Partnering with his good friend, Felix “Lee” Lazazzera, whom Nunziato says “kew everyone,” the two men set out to find answers.
They conducted research for 10 years at the Public Library of Youngstown and Mahoning County, the Mahoning Valley Historical Society and the Jewish Community Center’s library. They also pored overfragments of information in unexpected places like a local soup kitchen and from members of a card club and reached out to places outside the area.
Nunziato and Lazazzera were able to track down the stories of the fallen veterans and sometimes their family members.
The sister of one soldier verified the 1957 monument incorrectly lists a Donald Novak instead of Daniel Novak.
Donald Novak had served in World War II but died 10 years after it in Youngstown. The monument was updated in 2014, not just to reflect that change, but to add Siegel and a Vietnam War casualty, Edmond Ray Saccomen, who attended The Rayen School with Nunziato.
Siegel was found to be the first Youngstown Vindicator employee to die in World War II and is buried in Arlington National Cemetery. Siegel’s sister-in-law in Santa Monica, Calif., never met him, but has a son named after him. She came to Youngstown to see the monument after hearing from Nunziato.
Mary Fusco DiPizzo was engaged to the Peter Marinelli listed on the monument and provided fond memories of a dance in Girard and personal letters sent across the ocean during the war.
Seaman Chester Yannucci, also known by friends at Campbell Memorial High School as “Tuba Ruba,” was a musician and died when the U.S.S. Houston was sunk by the Japanese.
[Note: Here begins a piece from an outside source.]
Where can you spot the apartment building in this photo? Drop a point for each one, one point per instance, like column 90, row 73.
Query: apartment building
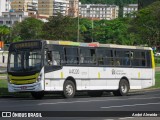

Stephen Olenik and Hyman Fine were found to have both died following the German bombing of a mess hall in Eygelshoven, The Netherlands. Nunziato obtained the diary of a Dutch priest who gave last rites at the scene.
John R. Zarlengo was born in Italy and lived 17 years in Smoky Hollow. He was killed during the invasion of Normandy at the age of 23.
Nunziato now has volumes of research dedicated to the stories of these young men. Posters created in their honor can be found hanging in local establishments like Yosteria, a restaurant in Smoky Hollow, and the YSU Veterans Resource Center, which is named in honor of his brother, Carl A. Nunziato.
World War I veterans are not included on the current Smoky Hollow monument. But Nunziato’s latest research project is aimed at finding the stories of nine WW I service members from the neighborhood.
Nunziato declined to have his photo taken during a recent visit to his home. He is happy to share his research, although he notes these are sad stories.
He hopes funding can be found to memorialize those World War I soldiers at the site, which is now cared for by Youngstown CityScape.
“This is important to know about these soldiers,” says Nunziato, who served as a Marine reservist, and dedicated his retirement to this project. “I wish more people would do this. It’s disappearing. The average age of guys [who were] in Vietnam is probably 70 years old. If we don’t do it, we lose history.”
Pictured at top: Research led to the 2014 update of the monument.